It’s a daily struggle to decide which Wes Anderson film is my favorite – Rushmore or The Royal Tenenbaums. I’m a massive fan of Anderson’s cinematic dollhouse aesthetic, and even if I prefer the early years to the more recent pictures, each film he’s made has been lovingly crafted and filled with a particular brand of imaginative, melancholic whimsy that feels distinctly him. The Fantastic Mr. Fox is a beguiling creation and a total laugh riot, while The Life Aquatic with Steve Zissou remains one of the most all-around enjoyable films I can think of (I’m due a revisit…) But the maturity on display is what strikes me when I revisit The Royal Tenenbaums, and I get such a kick of how it feels like Anderson riffing on Orson Welles’ The Magnificent Ambersons (such a superb, grossly undervalued motion picture).


The film hit that sweet spot with all of the members of its starry cast because each role was tailor made to their specific qualities as performers, a trait that marks each and every movie that Anderson has made. Gene Hackman, to my knowledge, was never this loose or funny in a movie (with the possible exception of Superman IV: The Quest for Peace), and the crusty old man of the house that he portrays was totally in line with his apparently no-bullshit philosophy on life. Ben Stiller, Owen Wilson, Luke Wilson, Gwyneth Paltrow, Angelica Houston, Danny Glover, Seymour Cassel and Kumar Pallana – each and every one of them were given numerous moments to shine, earning our respect, our laughs, and our tears. Alec Baldwin’s tickle-your-ribs narration seals the deal.
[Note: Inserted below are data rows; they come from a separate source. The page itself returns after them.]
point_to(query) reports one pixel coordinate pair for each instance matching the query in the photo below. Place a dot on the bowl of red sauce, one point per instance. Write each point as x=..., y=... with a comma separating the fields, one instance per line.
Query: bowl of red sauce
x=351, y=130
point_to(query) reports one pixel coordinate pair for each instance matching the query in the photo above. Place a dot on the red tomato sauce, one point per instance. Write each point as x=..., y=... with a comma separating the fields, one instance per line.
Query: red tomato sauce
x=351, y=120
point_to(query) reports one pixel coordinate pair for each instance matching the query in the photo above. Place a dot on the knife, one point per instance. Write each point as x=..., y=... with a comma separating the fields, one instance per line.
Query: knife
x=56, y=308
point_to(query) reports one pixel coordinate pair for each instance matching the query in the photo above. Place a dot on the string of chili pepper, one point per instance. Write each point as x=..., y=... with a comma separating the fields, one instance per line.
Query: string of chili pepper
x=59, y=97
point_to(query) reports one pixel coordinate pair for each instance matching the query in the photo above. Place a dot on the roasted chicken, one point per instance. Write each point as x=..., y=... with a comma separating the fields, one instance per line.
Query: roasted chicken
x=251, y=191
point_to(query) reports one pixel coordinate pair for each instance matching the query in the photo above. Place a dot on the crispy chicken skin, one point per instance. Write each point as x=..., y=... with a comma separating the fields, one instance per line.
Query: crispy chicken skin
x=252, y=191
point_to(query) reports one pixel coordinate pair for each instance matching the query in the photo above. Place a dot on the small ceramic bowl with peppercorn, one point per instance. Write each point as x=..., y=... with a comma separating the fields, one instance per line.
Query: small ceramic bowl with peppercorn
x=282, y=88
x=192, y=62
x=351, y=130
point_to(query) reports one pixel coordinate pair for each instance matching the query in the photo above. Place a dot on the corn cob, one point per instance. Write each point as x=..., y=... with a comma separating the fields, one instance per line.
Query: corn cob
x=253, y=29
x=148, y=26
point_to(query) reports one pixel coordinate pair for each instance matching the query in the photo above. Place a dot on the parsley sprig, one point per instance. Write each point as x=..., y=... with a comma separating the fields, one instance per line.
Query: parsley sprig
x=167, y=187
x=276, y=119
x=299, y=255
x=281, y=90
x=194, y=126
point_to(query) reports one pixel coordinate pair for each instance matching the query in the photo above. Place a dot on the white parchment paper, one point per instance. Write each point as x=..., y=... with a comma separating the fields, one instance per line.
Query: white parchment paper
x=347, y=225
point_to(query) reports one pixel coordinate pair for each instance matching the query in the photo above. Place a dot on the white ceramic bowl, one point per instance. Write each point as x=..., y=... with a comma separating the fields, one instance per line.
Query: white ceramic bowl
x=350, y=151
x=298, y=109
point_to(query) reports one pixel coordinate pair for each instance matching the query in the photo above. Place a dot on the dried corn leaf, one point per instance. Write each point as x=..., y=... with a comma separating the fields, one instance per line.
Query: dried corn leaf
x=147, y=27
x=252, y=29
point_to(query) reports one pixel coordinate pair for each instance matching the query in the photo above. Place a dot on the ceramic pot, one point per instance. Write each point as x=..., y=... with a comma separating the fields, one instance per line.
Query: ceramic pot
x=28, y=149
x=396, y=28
Robert Yeoman’s colorful and precise cinematography nailed Anderson’s uncanny sense of mise-en-scene, while the musical score by Mark Mothersbaugh was nothing short of marvelous. This film hits some very intense peaks and valleys from a narrative standpoint, looking at familial dysfunction and deep-rooted darkness with a dryly hilarious sense of humor, and I can’t help but notice something new each time I watch it. It’s also got some EXCELLENT Mescaline humor. Coming after the quirkfest of Bottle Rocket and the more polished but no less eccentric Rushmore, The Royal Tenenbaums still stands as Anderson’s finest work overall, his most complete, and the film that well and truly announced a very particular cinematic worldview from a truly sly and exuberant voice.